Puis il fracture l’image qu’on avait de lui avec The Truman Show. Le burlesque laisse place à l’angoisse métaphysique. Son regard change, devient plus dense. Le rire se fissure. On découvre un acteur capable de silence, d’inquiétude, de douceur fragile. Il n’abandonne pas la folie, il la canalise.
Avec Man on the Moon, il va encore plus loin. Il ne joue pas Andy Kaufman, il s’y dissout. L’expérience est troublante, presque dangereuse. Jim Carrey montre qu’il conçoit le jeu comme un engagement total, quitte à brouiller la frontière entre personnage et réalité.

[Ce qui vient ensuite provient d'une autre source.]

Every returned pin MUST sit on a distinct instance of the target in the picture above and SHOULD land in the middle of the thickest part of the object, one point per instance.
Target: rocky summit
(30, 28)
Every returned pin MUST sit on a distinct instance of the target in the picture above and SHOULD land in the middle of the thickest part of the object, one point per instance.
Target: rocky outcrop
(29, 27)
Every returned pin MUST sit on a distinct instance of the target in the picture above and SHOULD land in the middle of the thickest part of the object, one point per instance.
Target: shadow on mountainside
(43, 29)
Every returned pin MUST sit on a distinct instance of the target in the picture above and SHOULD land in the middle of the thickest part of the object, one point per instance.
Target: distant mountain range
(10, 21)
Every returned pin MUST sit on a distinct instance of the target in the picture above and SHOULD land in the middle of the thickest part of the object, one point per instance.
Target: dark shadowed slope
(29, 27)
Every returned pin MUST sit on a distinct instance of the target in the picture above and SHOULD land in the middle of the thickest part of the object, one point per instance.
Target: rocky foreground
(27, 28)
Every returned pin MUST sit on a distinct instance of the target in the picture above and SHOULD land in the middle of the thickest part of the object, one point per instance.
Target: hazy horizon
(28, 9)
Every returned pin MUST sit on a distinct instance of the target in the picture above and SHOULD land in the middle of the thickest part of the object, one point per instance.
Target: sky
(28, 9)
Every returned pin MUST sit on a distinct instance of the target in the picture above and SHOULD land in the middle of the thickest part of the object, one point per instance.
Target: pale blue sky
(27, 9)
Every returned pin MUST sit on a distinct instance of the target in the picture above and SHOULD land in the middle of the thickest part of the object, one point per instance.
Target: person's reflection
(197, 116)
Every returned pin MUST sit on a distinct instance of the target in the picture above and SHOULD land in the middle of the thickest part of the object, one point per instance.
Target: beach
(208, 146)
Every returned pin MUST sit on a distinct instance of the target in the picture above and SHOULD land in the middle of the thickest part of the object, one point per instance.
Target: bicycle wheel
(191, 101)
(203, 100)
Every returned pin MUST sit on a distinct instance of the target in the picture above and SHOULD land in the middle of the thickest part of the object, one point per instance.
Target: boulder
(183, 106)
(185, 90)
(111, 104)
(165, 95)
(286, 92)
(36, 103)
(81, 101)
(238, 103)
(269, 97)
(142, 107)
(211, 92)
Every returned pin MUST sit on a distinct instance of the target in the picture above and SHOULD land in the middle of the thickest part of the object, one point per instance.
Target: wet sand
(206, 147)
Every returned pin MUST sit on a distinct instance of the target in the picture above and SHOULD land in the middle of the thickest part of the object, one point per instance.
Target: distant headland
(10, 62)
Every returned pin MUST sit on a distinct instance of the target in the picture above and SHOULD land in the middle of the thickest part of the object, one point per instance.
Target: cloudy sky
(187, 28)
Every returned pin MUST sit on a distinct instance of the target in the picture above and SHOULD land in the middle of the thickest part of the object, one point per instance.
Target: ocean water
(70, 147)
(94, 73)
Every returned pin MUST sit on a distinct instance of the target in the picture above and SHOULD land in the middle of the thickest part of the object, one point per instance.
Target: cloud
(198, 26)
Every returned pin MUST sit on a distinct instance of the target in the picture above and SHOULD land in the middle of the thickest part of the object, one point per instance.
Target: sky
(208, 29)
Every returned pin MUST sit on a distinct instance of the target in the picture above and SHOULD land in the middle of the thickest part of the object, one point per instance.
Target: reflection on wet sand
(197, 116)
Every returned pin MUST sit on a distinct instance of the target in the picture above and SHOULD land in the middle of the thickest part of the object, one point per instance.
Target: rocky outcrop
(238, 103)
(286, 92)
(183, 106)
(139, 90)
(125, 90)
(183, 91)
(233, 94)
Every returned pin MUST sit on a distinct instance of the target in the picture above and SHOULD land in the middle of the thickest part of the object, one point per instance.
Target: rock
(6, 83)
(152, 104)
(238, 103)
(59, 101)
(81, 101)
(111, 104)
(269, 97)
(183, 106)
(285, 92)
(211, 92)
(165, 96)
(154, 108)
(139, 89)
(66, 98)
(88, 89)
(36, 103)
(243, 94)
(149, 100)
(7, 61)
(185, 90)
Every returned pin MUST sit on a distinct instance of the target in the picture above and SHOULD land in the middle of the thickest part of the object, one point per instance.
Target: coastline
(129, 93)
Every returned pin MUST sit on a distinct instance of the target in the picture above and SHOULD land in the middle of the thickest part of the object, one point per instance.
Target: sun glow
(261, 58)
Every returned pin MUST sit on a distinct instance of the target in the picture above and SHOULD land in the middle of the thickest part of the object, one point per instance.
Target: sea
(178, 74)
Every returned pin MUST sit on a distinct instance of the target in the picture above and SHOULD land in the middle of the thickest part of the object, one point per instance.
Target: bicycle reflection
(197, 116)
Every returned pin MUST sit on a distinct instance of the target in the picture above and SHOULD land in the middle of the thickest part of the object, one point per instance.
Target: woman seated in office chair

Et puis il y a Eternal Sunshine of the Spotless Mind. Minimalisme, retenue, intériorité. Il ose l’effacement. L’homme aux mille grimaces devient presque transparent. C’est peut-être là que l’on comprend le mieux sa trajectoire : Carrey n’a jamais cherché à faire rire pour séduire. Il cherche à explorer les extrêmes.

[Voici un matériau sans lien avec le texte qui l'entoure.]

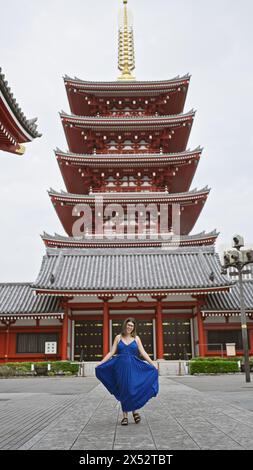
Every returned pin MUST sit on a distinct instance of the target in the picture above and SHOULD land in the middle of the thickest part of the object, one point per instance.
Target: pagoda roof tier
(89, 98)
(174, 171)
(86, 133)
(59, 241)
(195, 270)
(191, 204)
(127, 87)
(17, 300)
(15, 128)
(120, 160)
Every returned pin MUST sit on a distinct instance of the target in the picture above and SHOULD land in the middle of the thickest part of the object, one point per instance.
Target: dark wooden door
(177, 339)
(144, 331)
(88, 340)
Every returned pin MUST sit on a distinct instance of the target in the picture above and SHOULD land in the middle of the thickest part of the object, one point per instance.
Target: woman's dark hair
(124, 327)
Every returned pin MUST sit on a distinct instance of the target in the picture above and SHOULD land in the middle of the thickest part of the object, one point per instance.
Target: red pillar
(106, 346)
(7, 342)
(159, 328)
(201, 333)
(64, 341)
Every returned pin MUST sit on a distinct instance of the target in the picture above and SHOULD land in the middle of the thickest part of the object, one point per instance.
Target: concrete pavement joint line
(184, 431)
(50, 424)
(88, 420)
(53, 413)
(150, 432)
(212, 424)
(38, 413)
(16, 439)
(115, 429)
(25, 412)
(58, 415)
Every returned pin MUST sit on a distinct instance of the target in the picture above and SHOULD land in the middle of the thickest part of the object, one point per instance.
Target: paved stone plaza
(201, 412)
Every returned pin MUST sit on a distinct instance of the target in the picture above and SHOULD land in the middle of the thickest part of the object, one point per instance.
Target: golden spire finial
(126, 62)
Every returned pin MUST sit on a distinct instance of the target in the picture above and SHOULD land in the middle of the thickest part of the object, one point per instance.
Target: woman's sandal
(136, 417)
(124, 421)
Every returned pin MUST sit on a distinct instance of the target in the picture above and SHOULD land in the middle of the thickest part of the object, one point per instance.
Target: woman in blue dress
(131, 380)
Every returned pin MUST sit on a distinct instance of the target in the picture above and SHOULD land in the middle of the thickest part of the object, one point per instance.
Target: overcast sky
(41, 41)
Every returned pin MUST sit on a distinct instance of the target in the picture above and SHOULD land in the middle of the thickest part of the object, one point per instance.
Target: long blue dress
(132, 381)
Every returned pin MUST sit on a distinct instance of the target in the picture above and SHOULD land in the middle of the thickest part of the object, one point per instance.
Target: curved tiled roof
(230, 301)
(194, 193)
(93, 121)
(128, 86)
(107, 159)
(20, 298)
(144, 270)
(29, 125)
(120, 242)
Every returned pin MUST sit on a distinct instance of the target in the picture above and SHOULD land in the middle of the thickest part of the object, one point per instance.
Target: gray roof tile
(20, 298)
(230, 301)
(147, 269)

Ce qui dérange chez lui, c’est cette absence de demi-mesure. Il n’est jamais tiède. Il est excessif, entier, parfois déroutant. Mais cette démesure est précisément ce qui a marqué une génération.
Jim Carrey n’a pas seulement occupé l’espace comique des années 1990 et 2000. Il l’a redéfini.
Et derrière la folie apparente, il y avait une chose plus rare encore, une liberté artistique absolue.